The mischievous poet wants to know “Why do they make good neighbors?” Before building a wall, he says, he might want to know “What I was walling in or walling out.” But the neighbor remains mute, except, with “a stone grasped firmly by the top / In each hand, like an old-stone savage armed,” to repeat what he has learned from his father: “Good fences make good neighbors.”

The neighbor holds on to the reality learned in his original time, from his father, not knowing, or caring, why he says what he says, only believing it to be true because it came from the time of his origin.

In the last four or five years, we heard ad nauseum the infamous call to “build that wall.” Few who made the call, however, thought to ask why. “What are we walling in and walling out?”  Still, the cry became, in its way, a call to “go back” to a supposedly golden age, when the real could be distinguished from the threatening forces of perceived chaos. The wall necessary, presumably, to keep those forces corralled.

Among the loudest of those who shouted were those who identified themselves as “Christian.” They sought (and still seek) to retrieve, to go back to, a view of a nation wholly composed of like-minded people.
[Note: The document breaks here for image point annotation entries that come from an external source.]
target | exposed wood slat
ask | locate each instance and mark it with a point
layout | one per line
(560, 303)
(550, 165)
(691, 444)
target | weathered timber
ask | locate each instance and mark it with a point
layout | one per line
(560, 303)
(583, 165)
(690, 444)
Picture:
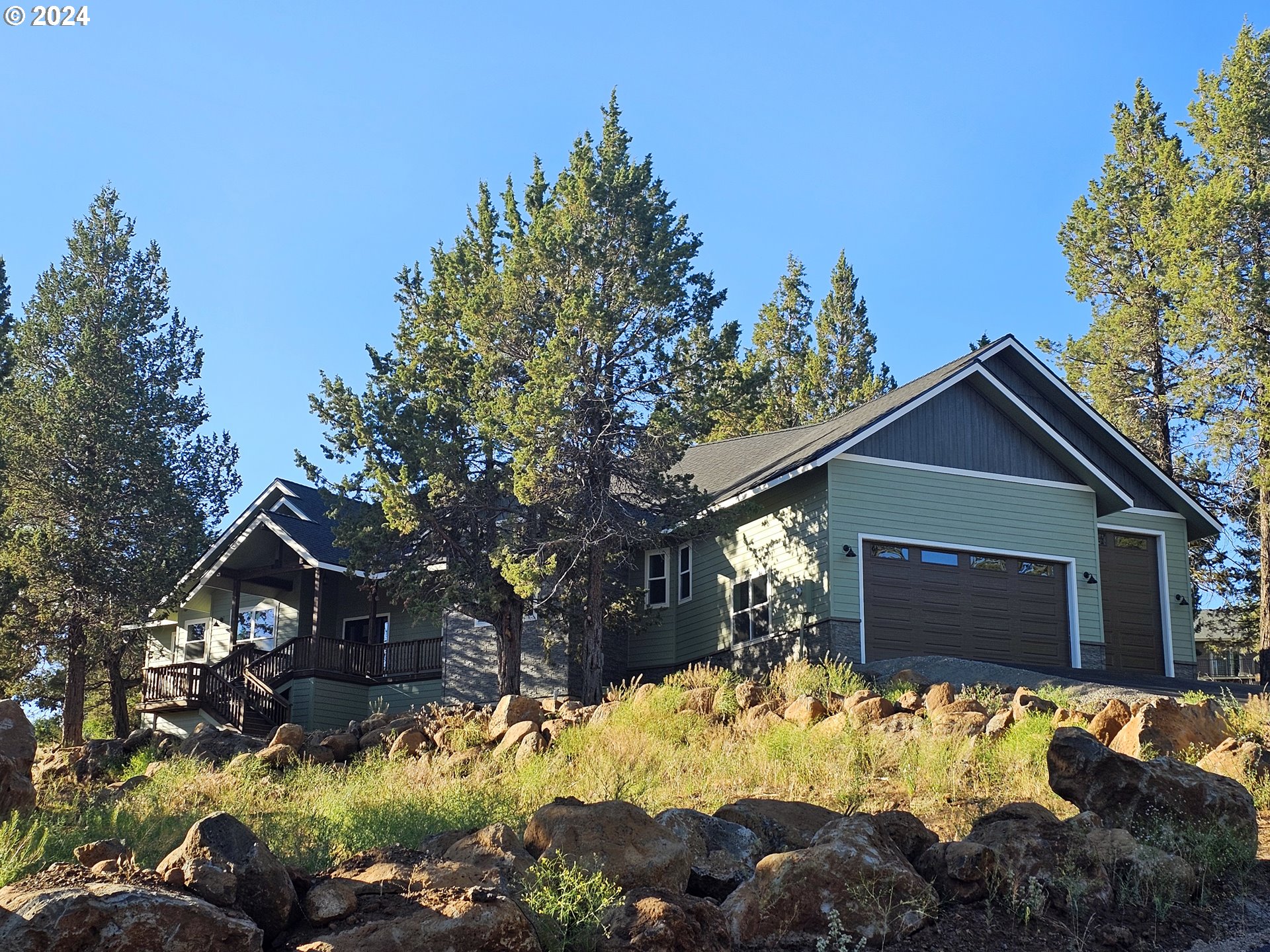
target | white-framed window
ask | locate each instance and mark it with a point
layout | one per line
(751, 608)
(686, 573)
(657, 578)
(258, 626)
(194, 640)
(360, 630)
During the yelling and the ugliness, I came across the quiet, sane, voice of Marilynne Robinson.  Robinson has a different take on the Christian myth. In her essay “The Awakening” from The Givenness of Things, she writes: “‘Christian’” now is seen less as identifying an ethic, and more as identifying a demographic.… History has shown us a thousand variations on the temptations that come with tribalism, the excitements that stir when certain lines are seen as important because they can be rather clearly drawn.”
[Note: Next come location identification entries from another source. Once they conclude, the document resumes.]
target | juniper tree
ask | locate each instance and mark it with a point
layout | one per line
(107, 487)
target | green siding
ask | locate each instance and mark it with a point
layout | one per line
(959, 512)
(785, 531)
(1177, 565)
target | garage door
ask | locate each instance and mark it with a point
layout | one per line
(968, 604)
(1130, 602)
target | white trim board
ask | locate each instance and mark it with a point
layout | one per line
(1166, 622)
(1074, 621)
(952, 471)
The neighbor in Frost’s poem, like the “Christian” in Robison’s essay, draws lines, builds walls to define a reality that separates “us” and “them,” neighbor from neighbor, never thinking to ask why the wall is necessary in the first place.

I’d like to think that when Frost imagined the gap large enough for two abreast to pass, the two that passed might have been the neighbors themselves—us and them—celebrating a passage from fear into community.

Eddie Dupuy will be moving to Tacoma from San Antonio, Texas next summer as part of a family migration.